I would say more like 90% better just because I can appreciate a possible style guide that mandates with statements for consistent error handling. So that way you can easily identify functions that can return an error versus those that just return values that trigger conditional flow.
I prefer the case as well, it’s much more natural (in the sense that even without knowing programming you would more likely be able to make sense of it)
Funnily enough. The same topic popped in recently when we were upgrading a quite old credo version.
We decided to get rid of the rule.
For me, it depends.
We have a bunch of modules where all the functions are pipelines and only one of them had a single case:
defmodule A do
def a do
with {:ok, a} <- do_a(),
{:ok, b} <- do_b() do
{:ok, b}
end
end
def b do
with {:ok, c} <- do_c(),
{:ok, d} <- do_d() do
{:ok, d}
end
end
def c do
with {:ok, e} <- do_e() do
{:ok, e}
end
end
end
The rule that a single-case with statement should always be rewritten to case did not make much sense in that scenario. Other than consistency, I always pitch for using the simplest tool for the job. Case is simpler than with.
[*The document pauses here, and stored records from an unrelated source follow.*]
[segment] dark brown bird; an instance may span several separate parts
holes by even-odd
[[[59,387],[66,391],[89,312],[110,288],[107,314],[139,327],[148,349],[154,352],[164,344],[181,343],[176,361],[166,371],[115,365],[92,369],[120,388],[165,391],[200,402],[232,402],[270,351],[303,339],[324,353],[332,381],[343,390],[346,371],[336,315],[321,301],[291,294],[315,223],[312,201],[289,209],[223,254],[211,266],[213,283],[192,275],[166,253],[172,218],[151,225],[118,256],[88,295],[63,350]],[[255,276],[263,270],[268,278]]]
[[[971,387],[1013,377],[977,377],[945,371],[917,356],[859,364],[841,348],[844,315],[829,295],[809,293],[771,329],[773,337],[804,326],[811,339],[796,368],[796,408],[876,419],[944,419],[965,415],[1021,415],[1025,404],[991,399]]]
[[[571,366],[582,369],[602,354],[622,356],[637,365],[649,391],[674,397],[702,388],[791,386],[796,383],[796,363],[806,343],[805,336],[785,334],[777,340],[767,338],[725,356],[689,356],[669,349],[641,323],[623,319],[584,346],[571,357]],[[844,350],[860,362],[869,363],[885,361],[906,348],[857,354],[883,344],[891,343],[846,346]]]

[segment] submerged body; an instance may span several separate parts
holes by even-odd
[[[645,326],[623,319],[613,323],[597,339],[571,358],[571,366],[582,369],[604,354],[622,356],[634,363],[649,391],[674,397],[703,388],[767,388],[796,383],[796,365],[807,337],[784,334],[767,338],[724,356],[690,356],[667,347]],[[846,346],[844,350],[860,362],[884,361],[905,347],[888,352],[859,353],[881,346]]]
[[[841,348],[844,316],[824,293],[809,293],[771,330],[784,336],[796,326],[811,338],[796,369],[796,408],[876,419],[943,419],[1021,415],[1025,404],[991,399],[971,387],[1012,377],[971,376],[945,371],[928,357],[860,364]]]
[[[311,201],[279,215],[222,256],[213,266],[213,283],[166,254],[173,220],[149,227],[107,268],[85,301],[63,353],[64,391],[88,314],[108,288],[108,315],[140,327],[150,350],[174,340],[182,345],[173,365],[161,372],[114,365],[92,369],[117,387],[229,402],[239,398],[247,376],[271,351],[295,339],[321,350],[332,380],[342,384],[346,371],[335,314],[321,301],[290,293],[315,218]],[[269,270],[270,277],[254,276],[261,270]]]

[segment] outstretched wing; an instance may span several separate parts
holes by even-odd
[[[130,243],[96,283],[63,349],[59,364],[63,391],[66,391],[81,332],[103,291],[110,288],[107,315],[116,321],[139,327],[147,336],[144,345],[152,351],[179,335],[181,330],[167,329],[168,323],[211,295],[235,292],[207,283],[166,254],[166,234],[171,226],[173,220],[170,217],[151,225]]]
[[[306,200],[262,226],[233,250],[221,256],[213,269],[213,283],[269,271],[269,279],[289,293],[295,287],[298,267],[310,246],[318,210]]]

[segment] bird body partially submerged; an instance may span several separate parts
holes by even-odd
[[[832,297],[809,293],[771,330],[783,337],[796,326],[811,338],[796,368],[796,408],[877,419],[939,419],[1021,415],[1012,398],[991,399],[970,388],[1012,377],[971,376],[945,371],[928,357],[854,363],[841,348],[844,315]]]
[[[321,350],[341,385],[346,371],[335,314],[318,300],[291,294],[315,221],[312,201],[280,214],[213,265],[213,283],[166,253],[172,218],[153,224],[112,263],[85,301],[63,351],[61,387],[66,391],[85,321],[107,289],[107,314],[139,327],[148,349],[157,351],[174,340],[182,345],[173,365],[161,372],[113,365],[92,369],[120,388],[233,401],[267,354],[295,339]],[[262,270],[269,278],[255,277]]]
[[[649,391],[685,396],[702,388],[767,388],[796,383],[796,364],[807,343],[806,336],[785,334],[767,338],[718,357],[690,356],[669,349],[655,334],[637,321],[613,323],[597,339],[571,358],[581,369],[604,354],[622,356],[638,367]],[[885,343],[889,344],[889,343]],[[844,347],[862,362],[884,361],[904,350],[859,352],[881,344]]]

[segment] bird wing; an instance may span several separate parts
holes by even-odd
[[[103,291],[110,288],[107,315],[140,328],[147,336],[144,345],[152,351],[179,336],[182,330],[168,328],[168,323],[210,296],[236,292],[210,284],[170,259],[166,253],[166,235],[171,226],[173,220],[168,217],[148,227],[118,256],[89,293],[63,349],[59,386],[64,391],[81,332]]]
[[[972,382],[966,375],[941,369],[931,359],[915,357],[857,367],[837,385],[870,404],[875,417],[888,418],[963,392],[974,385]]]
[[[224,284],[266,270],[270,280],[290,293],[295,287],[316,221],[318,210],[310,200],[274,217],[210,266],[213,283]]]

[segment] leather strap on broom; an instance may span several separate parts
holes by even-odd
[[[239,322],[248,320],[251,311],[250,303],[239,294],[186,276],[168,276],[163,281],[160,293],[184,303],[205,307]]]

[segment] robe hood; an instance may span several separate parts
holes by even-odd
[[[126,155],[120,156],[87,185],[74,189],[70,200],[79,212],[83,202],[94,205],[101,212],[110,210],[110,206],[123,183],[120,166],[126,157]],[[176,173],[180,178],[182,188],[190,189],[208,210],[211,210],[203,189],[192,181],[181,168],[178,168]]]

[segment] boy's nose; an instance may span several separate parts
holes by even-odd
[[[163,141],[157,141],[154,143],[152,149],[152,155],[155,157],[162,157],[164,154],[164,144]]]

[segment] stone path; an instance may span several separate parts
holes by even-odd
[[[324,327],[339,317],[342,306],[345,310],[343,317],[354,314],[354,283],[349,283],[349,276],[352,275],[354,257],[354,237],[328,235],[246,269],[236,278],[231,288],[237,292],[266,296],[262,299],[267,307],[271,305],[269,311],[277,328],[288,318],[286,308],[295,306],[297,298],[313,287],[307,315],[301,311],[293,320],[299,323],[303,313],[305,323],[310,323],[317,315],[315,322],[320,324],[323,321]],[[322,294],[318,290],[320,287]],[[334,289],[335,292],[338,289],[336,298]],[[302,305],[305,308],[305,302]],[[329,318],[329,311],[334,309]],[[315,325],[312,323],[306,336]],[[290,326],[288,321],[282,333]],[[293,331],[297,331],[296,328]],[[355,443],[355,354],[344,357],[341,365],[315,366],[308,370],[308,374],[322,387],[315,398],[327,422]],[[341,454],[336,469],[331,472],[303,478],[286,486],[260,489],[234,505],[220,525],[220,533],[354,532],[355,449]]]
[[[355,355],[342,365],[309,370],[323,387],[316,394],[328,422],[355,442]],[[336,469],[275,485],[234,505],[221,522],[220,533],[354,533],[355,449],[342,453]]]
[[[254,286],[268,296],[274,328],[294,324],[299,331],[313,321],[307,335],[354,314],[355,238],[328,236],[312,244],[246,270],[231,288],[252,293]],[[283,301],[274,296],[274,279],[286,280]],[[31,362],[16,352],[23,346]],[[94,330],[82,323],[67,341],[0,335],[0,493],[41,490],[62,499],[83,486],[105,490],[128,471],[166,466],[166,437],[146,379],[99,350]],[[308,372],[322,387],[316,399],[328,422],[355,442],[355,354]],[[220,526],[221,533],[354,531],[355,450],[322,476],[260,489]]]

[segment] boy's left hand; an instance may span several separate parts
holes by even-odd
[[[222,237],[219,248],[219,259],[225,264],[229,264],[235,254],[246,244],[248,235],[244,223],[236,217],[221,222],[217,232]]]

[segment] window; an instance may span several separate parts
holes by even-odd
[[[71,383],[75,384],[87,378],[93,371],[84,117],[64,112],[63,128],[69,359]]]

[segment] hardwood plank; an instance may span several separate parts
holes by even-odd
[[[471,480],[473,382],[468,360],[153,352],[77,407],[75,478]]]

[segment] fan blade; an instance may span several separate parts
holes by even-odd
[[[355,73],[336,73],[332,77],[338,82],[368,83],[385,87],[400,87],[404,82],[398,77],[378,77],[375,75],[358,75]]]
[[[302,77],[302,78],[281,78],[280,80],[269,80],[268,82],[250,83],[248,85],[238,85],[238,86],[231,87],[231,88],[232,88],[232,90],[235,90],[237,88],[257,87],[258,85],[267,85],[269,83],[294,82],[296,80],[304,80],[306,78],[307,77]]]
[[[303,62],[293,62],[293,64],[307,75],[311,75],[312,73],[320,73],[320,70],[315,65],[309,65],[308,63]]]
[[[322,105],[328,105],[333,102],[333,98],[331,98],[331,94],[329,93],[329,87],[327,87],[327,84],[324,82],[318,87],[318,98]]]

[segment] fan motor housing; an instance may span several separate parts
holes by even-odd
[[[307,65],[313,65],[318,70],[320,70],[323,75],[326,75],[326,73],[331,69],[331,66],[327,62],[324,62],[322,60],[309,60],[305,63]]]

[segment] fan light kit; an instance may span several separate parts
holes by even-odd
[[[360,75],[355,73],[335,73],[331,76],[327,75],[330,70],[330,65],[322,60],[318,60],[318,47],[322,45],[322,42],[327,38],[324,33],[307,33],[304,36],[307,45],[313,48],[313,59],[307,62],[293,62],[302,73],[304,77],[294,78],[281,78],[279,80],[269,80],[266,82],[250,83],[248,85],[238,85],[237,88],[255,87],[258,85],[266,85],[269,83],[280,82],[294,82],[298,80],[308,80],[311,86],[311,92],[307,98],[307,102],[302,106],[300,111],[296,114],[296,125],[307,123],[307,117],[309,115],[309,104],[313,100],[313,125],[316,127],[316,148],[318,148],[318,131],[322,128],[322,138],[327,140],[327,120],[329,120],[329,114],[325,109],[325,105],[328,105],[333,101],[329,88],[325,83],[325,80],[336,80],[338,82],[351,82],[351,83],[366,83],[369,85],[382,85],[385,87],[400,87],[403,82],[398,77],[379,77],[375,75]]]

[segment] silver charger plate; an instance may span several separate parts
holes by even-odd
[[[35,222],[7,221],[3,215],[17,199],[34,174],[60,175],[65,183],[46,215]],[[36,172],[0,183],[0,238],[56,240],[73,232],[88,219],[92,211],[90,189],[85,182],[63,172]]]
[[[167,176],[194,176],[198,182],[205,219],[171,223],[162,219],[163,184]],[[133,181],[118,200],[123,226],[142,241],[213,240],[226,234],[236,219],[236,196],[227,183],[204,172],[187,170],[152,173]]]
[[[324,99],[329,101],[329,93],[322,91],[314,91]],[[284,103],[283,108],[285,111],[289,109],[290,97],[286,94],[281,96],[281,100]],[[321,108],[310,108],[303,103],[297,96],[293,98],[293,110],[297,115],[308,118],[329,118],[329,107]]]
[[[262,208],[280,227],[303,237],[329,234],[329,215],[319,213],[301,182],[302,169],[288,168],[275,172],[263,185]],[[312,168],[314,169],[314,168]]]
I agree with your case, I would also change credo rules. In my opinion credo is a universal tool, for beginners they should follow guidelines from default config, for advanced users they should tailor the rules for their needs. Credo saved me countless times when I was working with newbies, instead of me personally telling them when to use if or case or when, credo would guide them into a decent style, from there I could explain them the things that credo didn’t cover.